Step 2 — Send the diff:

// Peer B receives SyncStep1
// B computes: what does A need?
//   B has clientB: 100 → A is missing B's ops 42..100
//   B has clientC: 50  → A has no ops from C at all
// B encodes these missing items as a binary update and sends SyncStep2:
SyncStep2: { update: [items from clientB[42..100], items from clientC[0..50]] }

The getStateVector(store) function generates the state vector in O(n_clients) time — just reading the last clock from each client’s array:

// From yjs/src/utils/StructStore.js
export const getStateVector = store => {
  const sm = new Map()
  store.clients.forEach((structs, client) => {
    const last = structs[structs.length - 1]
    sm.set(client, last.id.clock + last.length)
  })
  return sm
}

Pending structs: If a received item’s origin doesn’t exist yet in the store (a causally earlier item hasn’t arrived), the item is added to store.pendingStructs. When a subsequent update arrives and fills in the gap, Yjs retries integrating the pending items.
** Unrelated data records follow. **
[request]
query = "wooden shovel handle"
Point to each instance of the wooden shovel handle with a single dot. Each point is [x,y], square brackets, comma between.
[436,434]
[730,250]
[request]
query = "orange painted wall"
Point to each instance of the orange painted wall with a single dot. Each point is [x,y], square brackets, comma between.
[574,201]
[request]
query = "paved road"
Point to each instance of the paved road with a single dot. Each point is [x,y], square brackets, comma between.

// From yjs/src/utils/StructStore.js
this.pendingStructs = null  // { missing: Map<client, clock>, update: Uint8Array }

This handles network reordering without requiring ordered delivery — though in practice WebSocket (TCP) provides ordering, this makes the protocol robust to use over UDP or P2P transports.
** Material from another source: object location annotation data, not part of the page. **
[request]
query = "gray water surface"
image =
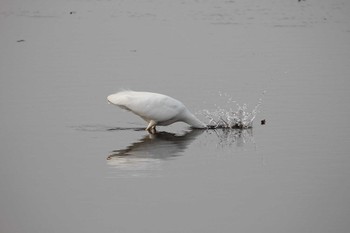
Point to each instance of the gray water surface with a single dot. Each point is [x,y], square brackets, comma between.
[69,162]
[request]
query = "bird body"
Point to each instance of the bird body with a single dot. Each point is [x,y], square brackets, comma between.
[154,108]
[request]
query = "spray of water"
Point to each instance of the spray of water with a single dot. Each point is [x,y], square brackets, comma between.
[235,116]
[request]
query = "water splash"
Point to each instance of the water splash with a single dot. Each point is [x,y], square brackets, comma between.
[236,117]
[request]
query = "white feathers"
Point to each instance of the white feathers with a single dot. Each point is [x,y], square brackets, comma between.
[154,108]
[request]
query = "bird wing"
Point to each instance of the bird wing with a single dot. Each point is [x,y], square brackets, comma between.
[152,106]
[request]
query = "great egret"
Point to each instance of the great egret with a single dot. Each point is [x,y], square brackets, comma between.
[154,108]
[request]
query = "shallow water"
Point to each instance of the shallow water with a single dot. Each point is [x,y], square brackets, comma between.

Deep Dive 5: Automerge’s Causal Hash DAG and Bloom-Filter Sync #

Automerge takes a different approach to both storage and sync. Where Yjs uses Lamport timestamps and state vectors, Automerge uses content-addressed Change objects and a bloom-filter-based reconciliation protocol.

Change DAG:

Every change in Automerge has a ChangeHash — a SHA-256 of its content. A change records its dependencies: Vec<ChangeHash> — the hashes of all changes that must have been applied before this one. This creates a DAG where edges point from a change to its causal predecessors.

// From automerge/rust/automerge/src/change.rs
pub struct Change {
    stored: StoredChange<'static, Verified>,
    len:    usize,
}
// hash = SHA-256(encoded bytes) — content-addressed, immutable
// deps = changes that causally precede this one

The document’s current state is summarized by its heads — the set of change hashes that have no successors. Two peers that have the same set of heads have identical state.

Sync protocol — bloom filters:

Automerge’s sync protocol (based on arxiv.org/abs/2012.00472) avoids sending the full set of known change hashes, which could be millions of entries. Instead it uses bloom filters:

// From automerge/rust/automerge/src/sync/state.rs
pub struct State {
    pub shared_heads:       Vec<ChangeHash>,  // hashes both peers definitely have
    pub last_sent_heads:    Vec<ChangeHash>,  // heads we last sent
    pub their_heads:        Option<Vec<ChangeHash>>,
    pub their_have:         Option<Vec<Have>>,  // bloom filter of what they have
    pub sent_hashes:        BTreeSet<ChangeHash>,
    pub in_flight:          bool,
}

pub struct Have {
    pub last_sync: Vec<ChangeHash>,  // their heads at last successful sync
    pub bloom:     BloomFilter,      // all changes they've added since last_sync
}

The protocol loop:

// From automerge/rust/automerge/src/sync.rs (example in module docs)
let mut peer1_state = sync::State::new();
let message = peer1.sync().generate_sync_message(&mut peer1_state);
// peer1 sends: { have: [Have { last_sync: [], bloom: <all my changes> }], heads: [...] }

peer2.sync().receive_sync_message(&mut peer2_state, message)?;
// peer2 checks bloom filter: which of my changes does peer1 probably not have?
// peer2 sends back those changes

// Loop until neither peer has anything new to send

The bloom filter allows each peer to say “here is a probabilistic summary of all changes I have.” The receiving peer queries its own changes against the filter — if a change is NOT in the filter, the sender definitely doesn’t have it. False positives cause unnecessary sends but never cause missing changes.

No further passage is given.